Ron: There's five elements to me that make a brand a success: design, sales, marketing, manufacturing and the proper backend operations. None of them take precedence over the other because we can have the best looking design, but if we don't have the right salespeople or the manufacturer can't produce or they're late, the quality automatically drops. So all five of those are the spokes in the wheel. And if one of those spokes breaks, it becomes a shit show.
Chris: Do you have any advice for brands just starting out in the industry?
Ron: To me, there's one of three questions you have to be able to answer if you're doing a clothing line. If you can't answer one of those three questions, chances are whatever it is you're doing is never going to make it.
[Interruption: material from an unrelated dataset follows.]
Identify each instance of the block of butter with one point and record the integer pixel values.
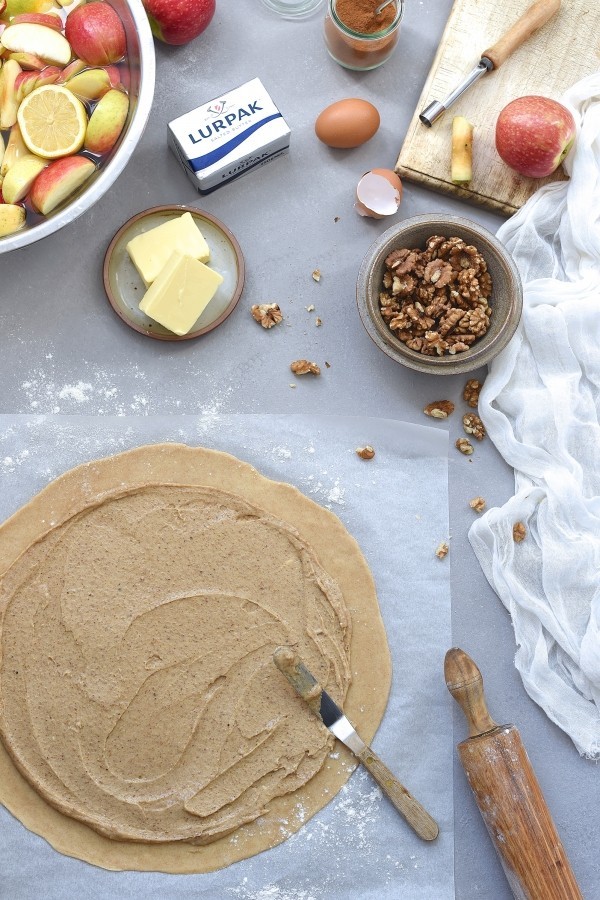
(182, 290)
(150, 251)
The first question is, are you doing something that's so completely groundbreaking and different that will get people saying, “Oh my god, I've never seen anything like that. I’ve got to buy it.” The second question is, is there a celebrity that is not just wearing the product, but endorsing it because they actually love it? It’s really important to build genuine and organic connections here. The third question is who is your competition? Once you figure that out, offer a product that doesn't compromise the integrity of the retail store by any inferior qualities, but is at a much more reasonable price. Back then I priced my jeans at $45. So went into a shitty economy, gave them a lower price point with a triple margin, with a product that looked as good as those guys that were selling for $200. So that's how I got into the business.

Chris: How do you manage frequent requests for free products?
Ron: I get a lot of people asking for free stuff and I usually have to consult my wife about it. I wouldn't be able to do this without her. She’s helped me figure out a balance of just learning how to say no or giving what’s considered a reasonable amount. And what I started doing when I start to get past the budget, I tell people I can give them an outfit or two. If they want more, I'll give them an artist discount code and you can go use and buy whatever they want to buy. But they very seldom use the artist discount code.
Chris: How important is the role your wife plays?
Ron: Listen, my wife is everything. I mean she's involved in everything. She's often talking me off the ledge. She also travels with me. So whether I'm going to Art Basel or doing something, she'll come and it adds a nice balance. It’s nice to have a constant source of motivation and awareness too. She knows what we're doing from our brand and whatnot. There’s even times she'll see celebrities wearing our products before my marketing team sees and she's sending me screenshots. Then I'm sending it over to them and it's getting posted on social media. So yeah, a very important support system.

Chris: Do you see a resurgence of people wanting quality denim in this upcoming generation? If so, how do you see this affecting the future of fashion?
Ron: Well, it is kind of hard to quantify that right now. I would say what's starting to happen in denim is that you're starting to see people that are open to more than just light blue, medium blue, dark blue, and black. There's a lot of novelty things that are happening from silhouettes. You see the cargoes, the big, the oversize and things like that. You're also starting to see people have gotten better with the washing techniques, the embellishment techniques, and I think that the end consumers are starting to appreciate that.
It’s definitely difficult in this economy right now though. I mean, $200 is not cheap, and only about 5% of the population would be willing to spend that much on jeans. That’s why finding that middle price range is so important especially for those younger looking to invest in what’s trending. So I think the appeal to quality is definitely there and I think as the economy opens up, you'll see it even more so in the business.